Ideally, you will be using a theme that employs SASS or SCSS, a style guide, and other front-end tools that require some type of build process.
Similar to Composer dependencies, your front-end dependencies and compiled front-end assets should not be directly committed to the project repository. Instead, they should be built during the creation of a production-ready artifact.
BLT does not directly manage any of your front-end dependencies or assets, but it does create opportunities for you to hook into the build process with your own custom front-end commands.
Available target hooks
By default, BLT provides an opportunity for your front-end commands to run at the following stages of the build process:
Install
Build
Test
Install
During the execution of blt setup
and blt artifact:deploy
, BLT
will execute command-hooks.frontend-reqs.command
. This hook is intended
to provide an opportunity to install the tools required for your front-end
build process. For instance, you may use this hook to install dependencies
using NPM or Bower. For example:
command-hooks:
frontend-reqs:
dir: ${docroot}/themes/custom/[mytheme]
command: 'npm install'
Note
The npm install
command does not generally install the same versions
of packages from one run to the next, which is undesirable when testing
and building for production. If you are deploying front-end assets, you
may want to use npm ci
instead of npm install
to ensure that
dependencies are installed consistently and deterministically. If
BLT detects that build files (such as package-lock.json
) have
changed during the build process, it may fail the deployment to prevent
untested code from being deployed.
Build
During the execution of blt setup
and blt artifact:deploy
, BLT
will execute command-hooks.frontend-assets.command
. This is always
executed after command-hooks.frontend-reqs.command
. This hook is intended
to provide an opportunity to compile your front-end assets, such as compiling
SCSS to CSS or generating a style guide.
command-hooks:
frontend-assets:
dir: ${docroot}/themes/custom/mytheme
command: 'npm run build'
Test
During the execution of blt tests
, BLT will execute
command-hooks.frontend-test.command
. This hook is intended to provide an
opportunity execute frontend tests, like JavaScript linting and visual
regression testing:
command-hooks:
frontend-test:
dir: ${docroot}/themes/custom/mytheme
command: 'npm test'
Executing complex commands
If you need to execute something more complex, you can call a custom script rather than directly embedding your commands in the YAML file, similar to the following:
command-hooks:
frontend-assets:
dir: ${repo.root}
command: ./scripts/custom/my-script.sh
System requirements
Strictly speaking, BLT does not have any system requirements for front-end commands, as BLT does not provide any front-end commands itself.

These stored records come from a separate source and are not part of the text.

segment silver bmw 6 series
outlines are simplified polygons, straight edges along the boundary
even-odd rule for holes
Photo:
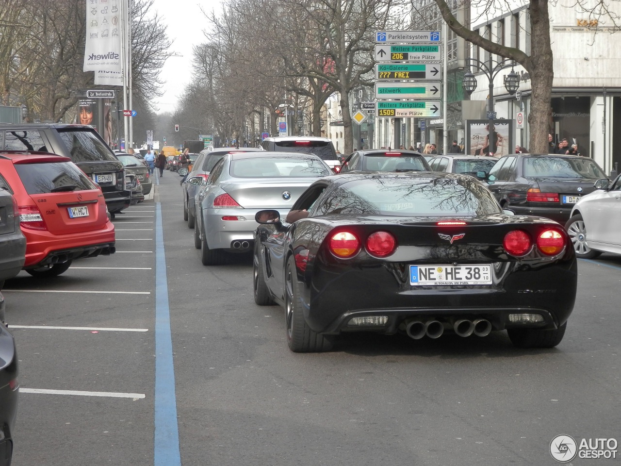
[[[227,252],[250,250],[258,224],[255,214],[274,209],[285,218],[315,181],[332,174],[312,154],[238,152],[220,160],[194,198],[194,246],[204,265],[226,262]]]

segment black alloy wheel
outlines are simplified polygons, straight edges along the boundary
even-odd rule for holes
[[[558,329],[507,329],[509,339],[518,348],[553,348],[563,339],[567,322]]]
[[[255,302],[259,306],[271,306],[274,300],[270,295],[270,290],[265,283],[263,268],[259,257],[261,242],[255,241],[255,254],[252,256],[252,285],[254,290]]]
[[[310,329],[304,320],[299,282],[293,256],[287,260],[284,272],[284,311],[287,344],[296,353],[330,351],[333,336],[324,336]]]
[[[68,260],[62,263],[52,263],[37,268],[27,268],[26,272],[37,278],[45,278],[50,276],[57,276],[61,273],[64,273],[71,267],[71,261]]]

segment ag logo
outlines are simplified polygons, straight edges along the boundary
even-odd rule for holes
[[[556,436],[550,442],[550,454],[559,463],[568,463],[577,452],[578,444],[569,436]]]

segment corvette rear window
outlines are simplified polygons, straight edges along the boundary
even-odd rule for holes
[[[491,193],[474,178],[373,178],[352,181],[330,193],[314,215],[373,214],[475,216],[502,212]]]
[[[558,155],[525,158],[524,176],[589,180],[606,178],[599,165],[587,157],[564,158]]]
[[[329,141],[278,141],[274,143],[277,152],[314,153],[324,160],[337,160],[336,151]]]
[[[14,167],[29,194],[97,189],[82,170],[70,162],[24,163]]]
[[[242,158],[231,162],[230,174],[236,178],[327,176],[330,170],[315,157]]]

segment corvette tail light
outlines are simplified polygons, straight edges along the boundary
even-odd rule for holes
[[[41,216],[41,212],[37,206],[20,206],[19,223],[24,228],[30,230],[45,231],[47,227]]]
[[[526,200],[530,203],[558,203],[558,193],[542,193],[538,188],[531,188],[526,191]]]
[[[545,230],[537,237],[537,247],[546,255],[556,255],[564,247],[565,239],[558,230]]]
[[[228,194],[220,194],[214,199],[214,207],[217,209],[243,209],[233,198]]]
[[[351,257],[360,247],[360,240],[348,231],[340,231],[330,239],[330,250],[337,257]]]
[[[530,237],[525,231],[514,230],[505,235],[502,246],[511,255],[524,255],[530,249]]]
[[[376,231],[366,239],[366,250],[376,257],[390,255],[397,247],[394,237],[387,231]]]

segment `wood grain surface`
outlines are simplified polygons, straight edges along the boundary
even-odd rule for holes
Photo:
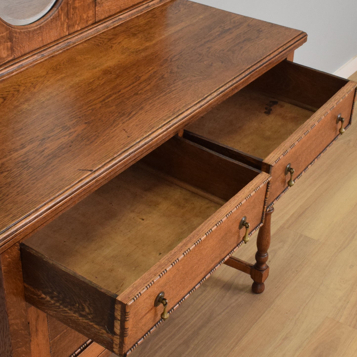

Remember that BLT provides only an opportunity for you to execute your own custom front-end commands. It is your responsibility to determine and install your front-end system requirements, and to ensure that the correct versions of prerequisite tools (including NPM and Bower) are installed wherever you are running deploys (such as locally, in a virtual machine, or in a continuous integration environment).